If you have an ACS member number, please enter it here so we can link this account to your membership. (optional)

ACS values your privacy. By submitting your information, you are gaining access to C&EN and subscribing to our weekly newsletter. We use the information you provide to make your reading experience better, and we will never sell your data to third party members.



Many of our proteins remain hidden in the dark proteome

Scientists want to develop new tools and methods to uncover the proteins they’ve yet to see

by Laura Howes
January 24, 2022 | A version of this story appeared in Volume 100, Issue 3
Red spots of protein produced by a 2D gel superimposed on the shadowed outline of a human face.

Credit: Alfred Pasieka/Science Source, SPL/Science Source(Proteomics); Shutterstock (Face)


Every second of every day inside your body, proteins are made, moved, modified, and destroyed over and over again. These proteins can be short strings of amino acids or longer, intricately folded shapes. They can send messages or combine with other proteins to build machines or structures in the cell. Proteins are the performers that swirl and dance across every part of our bodies, and layers of complexity play out at the molecular level.

In brief

By some measures, scientists have nearly finished quantifying the human proteome. But by others, they have only just scratched the surface of the variety and complexity of our bodies’ proteins. They have yet to find proteins for some known genes, and they haven’t characterized the modified versions of some proteins. For other proteins, scientists don’t know what they look like or what they do in cells. Researchers say that uncovering this dark proteome is one of the significant challenges in biology and will affect how we understand our biochemistry and our health.

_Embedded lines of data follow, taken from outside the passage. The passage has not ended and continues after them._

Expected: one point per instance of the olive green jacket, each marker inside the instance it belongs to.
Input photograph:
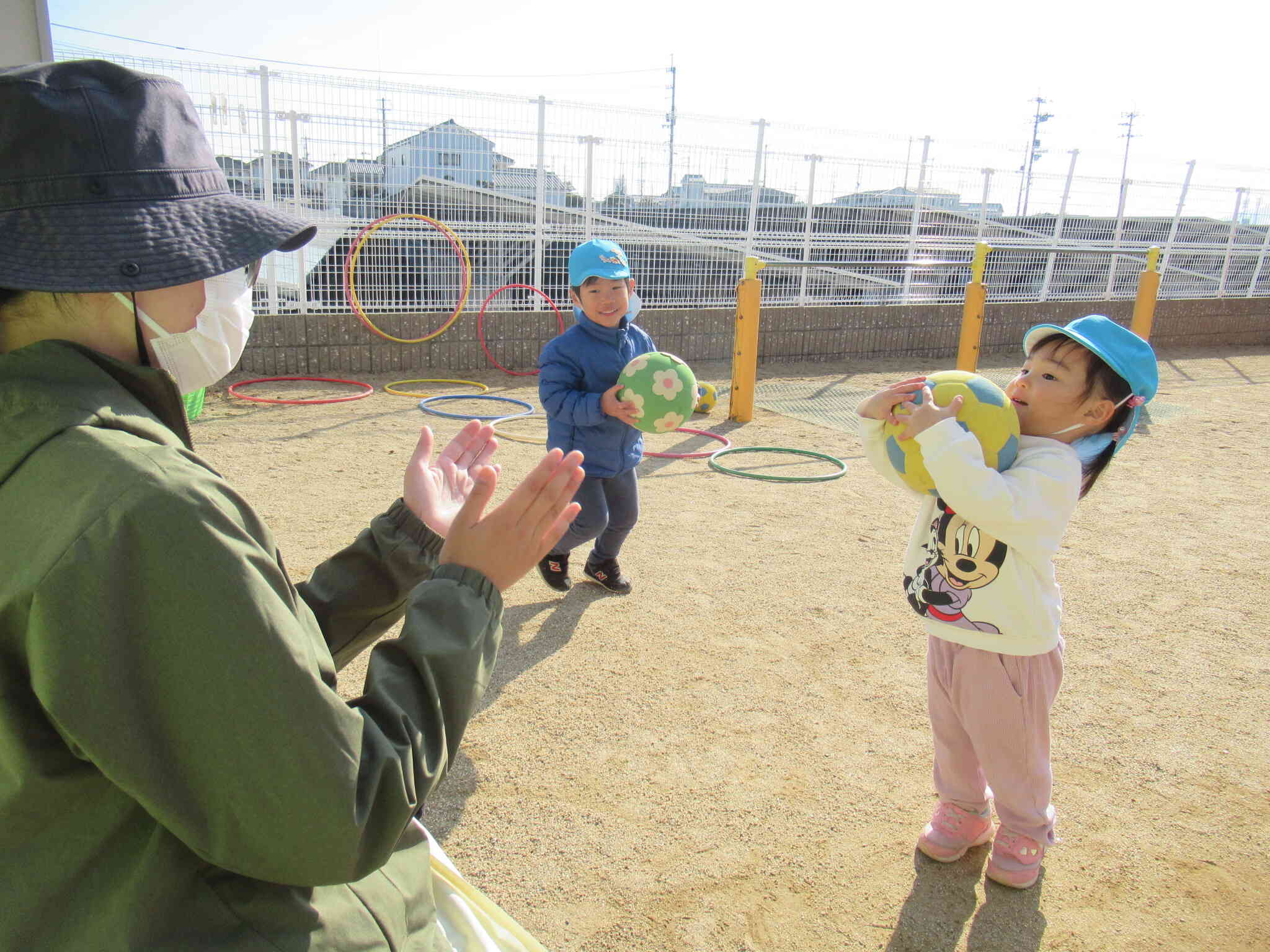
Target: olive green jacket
(177, 770)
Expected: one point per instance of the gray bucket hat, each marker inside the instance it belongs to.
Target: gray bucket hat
(107, 183)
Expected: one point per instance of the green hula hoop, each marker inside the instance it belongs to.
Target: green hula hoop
(716, 465)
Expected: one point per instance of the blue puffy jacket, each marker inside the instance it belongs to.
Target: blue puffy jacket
(574, 369)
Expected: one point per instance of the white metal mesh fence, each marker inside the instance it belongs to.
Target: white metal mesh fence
(521, 179)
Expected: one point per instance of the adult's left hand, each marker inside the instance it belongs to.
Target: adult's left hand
(436, 491)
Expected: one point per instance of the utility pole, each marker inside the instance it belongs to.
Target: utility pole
(1124, 168)
(671, 120)
(384, 128)
(1034, 150)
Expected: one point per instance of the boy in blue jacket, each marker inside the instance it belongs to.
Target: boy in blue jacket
(578, 389)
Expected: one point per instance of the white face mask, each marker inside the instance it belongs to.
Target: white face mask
(201, 356)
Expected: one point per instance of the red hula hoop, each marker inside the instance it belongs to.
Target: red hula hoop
(349, 277)
(727, 444)
(481, 325)
(322, 380)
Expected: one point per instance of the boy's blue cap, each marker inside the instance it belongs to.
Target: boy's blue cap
(1123, 351)
(597, 259)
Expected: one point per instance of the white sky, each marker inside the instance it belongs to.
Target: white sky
(958, 73)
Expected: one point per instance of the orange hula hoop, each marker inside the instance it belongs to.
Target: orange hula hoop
(355, 252)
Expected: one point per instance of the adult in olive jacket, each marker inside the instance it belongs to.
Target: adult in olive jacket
(177, 769)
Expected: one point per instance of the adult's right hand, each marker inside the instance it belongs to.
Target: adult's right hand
(511, 540)
(624, 410)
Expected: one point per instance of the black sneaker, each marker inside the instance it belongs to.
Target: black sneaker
(609, 574)
(554, 570)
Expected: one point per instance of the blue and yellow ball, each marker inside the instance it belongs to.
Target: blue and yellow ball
(986, 412)
(662, 386)
(706, 398)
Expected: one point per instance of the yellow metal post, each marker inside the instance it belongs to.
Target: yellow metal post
(1148, 287)
(972, 311)
(745, 351)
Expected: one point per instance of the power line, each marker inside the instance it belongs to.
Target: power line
(358, 69)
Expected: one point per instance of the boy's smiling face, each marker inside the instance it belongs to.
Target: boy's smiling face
(605, 300)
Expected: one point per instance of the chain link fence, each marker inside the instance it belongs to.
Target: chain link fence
(522, 179)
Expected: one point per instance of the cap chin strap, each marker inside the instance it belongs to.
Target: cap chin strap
(1133, 400)
(143, 355)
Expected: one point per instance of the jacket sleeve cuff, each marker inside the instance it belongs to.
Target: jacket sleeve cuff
(474, 580)
(406, 524)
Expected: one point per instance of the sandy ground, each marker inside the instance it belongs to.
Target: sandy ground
(737, 757)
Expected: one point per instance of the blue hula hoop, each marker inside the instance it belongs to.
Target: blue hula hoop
(424, 405)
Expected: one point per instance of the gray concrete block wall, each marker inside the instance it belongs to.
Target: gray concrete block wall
(333, 345)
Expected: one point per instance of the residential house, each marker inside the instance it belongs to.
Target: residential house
(353, 187)
(445, 151)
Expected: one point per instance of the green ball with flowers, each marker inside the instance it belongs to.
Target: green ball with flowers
(664, 389)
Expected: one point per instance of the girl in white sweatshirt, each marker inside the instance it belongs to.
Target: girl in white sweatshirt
(980, 570)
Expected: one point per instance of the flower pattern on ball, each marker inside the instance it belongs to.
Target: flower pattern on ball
(667, 384)
(630, 397)
(668, 421)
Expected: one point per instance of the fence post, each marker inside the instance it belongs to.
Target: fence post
(1178, 215)
(755, 188)
(972, 311)
(591, 143)
(916, 221)
(271, 272)
(745, 350)
(1148, 288)
(807, 226)
(540, 201)
(1059, 227)
(301, 276)
(1261, 259)
(984, 205)
(1230, 242)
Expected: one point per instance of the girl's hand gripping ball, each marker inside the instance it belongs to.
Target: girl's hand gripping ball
(986, 412)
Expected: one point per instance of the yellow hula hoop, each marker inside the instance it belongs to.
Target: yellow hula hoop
(515, 438)
(355, 253)
(389, 387)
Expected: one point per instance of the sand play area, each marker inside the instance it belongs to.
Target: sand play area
(735, 757)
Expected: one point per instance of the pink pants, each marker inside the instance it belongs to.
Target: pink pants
(990, 715)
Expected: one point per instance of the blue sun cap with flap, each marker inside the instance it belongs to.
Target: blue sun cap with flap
(1123, 351)
(597, 258)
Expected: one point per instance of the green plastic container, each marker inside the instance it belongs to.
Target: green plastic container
(195, 404)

That dance matters. When outside dancers join or a key member of the ensemble becomes injured, the choreography changes. Those effects might be subtle but could have significant consequences for our health. It’s how tiny viruses can send people to the emergency room or small changes in our DNA can grow into cancers.

When it comes to the lives of proteins in our cells, there is a constant whirl of activity. But scientists may be seeing only a fraction of it. Researchers have trained their spotlight on many proteins in our cells, but other proteins perform their movements in the dark, out of scientists’ view.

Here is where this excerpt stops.